Naïma Moutchou a également confirmé son engagement autour de la proposition de loi portée par le député Max Mathiasin visant à retirer le Code noir du corpus juridique français. " Savoir que ce Code noir existe toujours dans notre droit, c'est quelque chose d'insupportable ", a-t-elle affirmé, annonçant qu'elle défendrait le texte le 28 mai prochain à l'Assemblée nationale.

" Nous ne voulons pas effacer, mais écrire une nouvelle page pour les victimes, pour les descendants d'esclaves, pour parler de réparation et de cohésion nationale. "

Emmanuel Grégoire défend " une mémoire commune "

Le maire de Paris Emmanuel Grégoire a lui aussi pris la parole pour rappeler l'importance de ce travail mémoriel. " Il n'y a pas de concurrence de dates ", a-t-il affirmé, évoquant la nécessité d'honorer spécifiquement les victimes de l'esclavage colonial à travers cette journée du 23 mai.

L'élu parisien a salué le travail mené depuis des années par les associations mémorielles pour permettre aux descendants d'esclaves de retrouver leurs ancêtres et leur généalogie. " Paris veut perpétuer cette mémoire ", a-t-il déclaré, reconnaissant également " les parts d'ombre " de la capitale dans cette histoire.
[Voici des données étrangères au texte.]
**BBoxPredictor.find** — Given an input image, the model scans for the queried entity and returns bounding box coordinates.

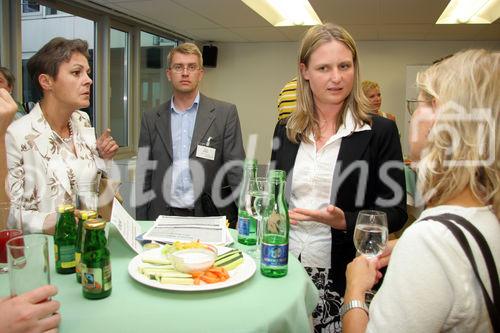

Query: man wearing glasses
[136,43,245,223]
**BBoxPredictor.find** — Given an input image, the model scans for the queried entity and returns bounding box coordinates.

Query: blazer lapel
[30,104,72,194]
[335,130,373,166]
[189,94,215,156]
[156,101,174,160]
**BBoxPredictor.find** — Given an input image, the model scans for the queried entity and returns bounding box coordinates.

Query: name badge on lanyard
[196,136,215,161]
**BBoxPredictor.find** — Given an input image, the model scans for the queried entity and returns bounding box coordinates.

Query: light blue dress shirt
[170,93,200,208]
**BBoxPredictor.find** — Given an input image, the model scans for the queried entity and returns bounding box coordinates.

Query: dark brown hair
[0,67,16,87]
[27,37,89,95]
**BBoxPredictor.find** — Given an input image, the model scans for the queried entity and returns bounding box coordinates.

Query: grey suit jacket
[136,94,245,221]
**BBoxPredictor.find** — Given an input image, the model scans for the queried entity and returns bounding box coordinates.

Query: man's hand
[96,128,118,160]
[288,205,347,230]
[0,88,17,133]
[0,285,61,333]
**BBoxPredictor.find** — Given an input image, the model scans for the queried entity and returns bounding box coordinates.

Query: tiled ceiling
[89,0,500,42]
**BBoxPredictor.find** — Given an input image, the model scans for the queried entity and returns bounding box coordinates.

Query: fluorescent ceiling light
[241,0,321,27]
[436,0,500,24]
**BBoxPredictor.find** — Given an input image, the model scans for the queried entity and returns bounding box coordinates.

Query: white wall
[201,41,500,163]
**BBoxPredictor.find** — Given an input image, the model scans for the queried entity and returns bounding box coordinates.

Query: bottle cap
[78,210,97,220]
[269,169,286,179]
[243,158,257,168]
[83,218,106,230]
[57,204,75,213]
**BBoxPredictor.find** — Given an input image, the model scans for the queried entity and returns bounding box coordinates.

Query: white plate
[128,246,256,291]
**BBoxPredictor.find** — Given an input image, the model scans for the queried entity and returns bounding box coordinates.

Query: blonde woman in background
[271,23,407,332]
[343,50,500,333]
[361,81,396,121]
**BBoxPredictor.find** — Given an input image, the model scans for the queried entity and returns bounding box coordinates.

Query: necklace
[52,120,73,144]
[62,120,73,143]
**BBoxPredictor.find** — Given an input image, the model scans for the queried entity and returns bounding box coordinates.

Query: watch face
[340,299,368,318]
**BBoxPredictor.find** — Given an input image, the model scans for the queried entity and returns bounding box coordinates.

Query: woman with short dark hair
[6,37,118,234]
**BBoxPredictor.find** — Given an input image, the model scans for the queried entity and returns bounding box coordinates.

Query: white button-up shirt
[289,109,371,268]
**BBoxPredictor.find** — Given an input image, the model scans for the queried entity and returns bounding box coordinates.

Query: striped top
[278,78,297,120]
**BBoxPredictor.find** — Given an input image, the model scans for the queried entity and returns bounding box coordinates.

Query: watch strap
[340,299,368,318]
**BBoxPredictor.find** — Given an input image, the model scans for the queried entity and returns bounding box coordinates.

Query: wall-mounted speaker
[203,45,217,67]
[146,47,162,68]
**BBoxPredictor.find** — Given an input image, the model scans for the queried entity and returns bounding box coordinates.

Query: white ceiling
[89,0,500,42]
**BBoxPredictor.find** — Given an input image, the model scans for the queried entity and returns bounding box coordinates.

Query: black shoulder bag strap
[422,214,500,333]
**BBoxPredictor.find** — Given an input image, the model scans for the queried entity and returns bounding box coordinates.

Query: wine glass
[247,177,269,259]
[354,210,389,304]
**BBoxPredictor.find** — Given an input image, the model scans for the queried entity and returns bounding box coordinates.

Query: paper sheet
[110,198,143,253]
[143,215,233,245]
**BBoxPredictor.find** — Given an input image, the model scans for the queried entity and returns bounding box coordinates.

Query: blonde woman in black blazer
[272,23,407,332]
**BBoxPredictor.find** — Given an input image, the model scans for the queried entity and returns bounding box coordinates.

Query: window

Il a aussi adressé un message au gouvernement, saluant " le cap franchi " autour de la reconnaissance du crime de l'esclavage et de ses conséquences.

Dans l'assistance figuraient notamment le sénateur de Guadeloupe Victorin Lurel, l'ancienne ministre des Outre-mer George Pau-Langevin, ainsi que plusieurs personnalités institutionnelles et associatives engagées sur les questions mémorielles.

Le combat du CM98 pour retrouver les noms des ancêtres

Très ému, Emmanuel Gordien, président du Comité Marche du 23 mai 1998 (CM98), a rappelé le combat mené depuis près de trente ans pour redonner une identité aux esclaves affranchis après 1848.

" Les esclaves n'avaient pas de nom, seulement un prénom et un numéro de matricule ", a-t-il expliqué. " Après l'abolition, il a fallu leur donner des noms. "

Plus de 215 000 identités ont ainsi été retrouvées grâce à un immense travail dans les archives coloniales. Pour Emmanuel Gordien, cette quête dépasse largement le cadre historique. " Nous voulions comprendre ce qu'il s'était passé. Retrouver nos ancêtres et faire de notre petite histoire notre grande histoire ", a-t-il déclaré.

Le président du CM98 a également regretté l'absence de cérémonie officielle organisée par l'État ce 23 mai. " Le 23 mai est une date essentielle. Quand il y a un crime contre l'humanité commis par la France, ce sont d'abord les victimes qu'on doit honorer ", a-t-il insisté.

Pour lui, le futur mémorial représente " une étape vers cette reconnaissance ", mais aussi un moyen de " poser la question des réparations ", entendues dans un sens historique, moral et symbolique.

" Construire l'avenir "

Aux côtés des représentants associatifs, plusieurs élus ont insisté sur la nécessité de transmettre cette mémoire aux nouvelles générations. Laurent Sorel, adjoint à la mairie de Paris chargé des Outre-mer, a rappelé que " la mémoire est ce qui nous permet de construire du commun ".

" Il faut que les ultramarins et les descendants d'esclaves aient toute leur place dans l'histoire de France ", a-t-il déclaré, estimant que cette mémoire devait aussi se traduire " par des politiques concrètes répondant aux besoins des ultramarins ".Le maire du 16e arrondissement, Jérémy Redler, a lui appelé à " combattre cette souffrance " et à faire vivre " une identité pour le souvenir, une identité pour construire l'avenir ".

Des jeunes ont également lu un poème en hommage aux ancêtres réduits en esclavage, tandis que la chorale Gospel Voices de Max Zita a accompagné plusieurs temps de recueillement. Dans l'assistance, beaucoup évoquaient déjà le futur mémorial du Jardin Jacques Martial comme un lieu de rassemblement national et de transmission.

" Les honorer, c'est nous honorer nous-mêmes. Les aimer, c'est nous aimer nous-mêmes ", a résumé Emmanuel Gordien. Une phrase qui, ce 23 mai, semblait traverser toute la cérémonie.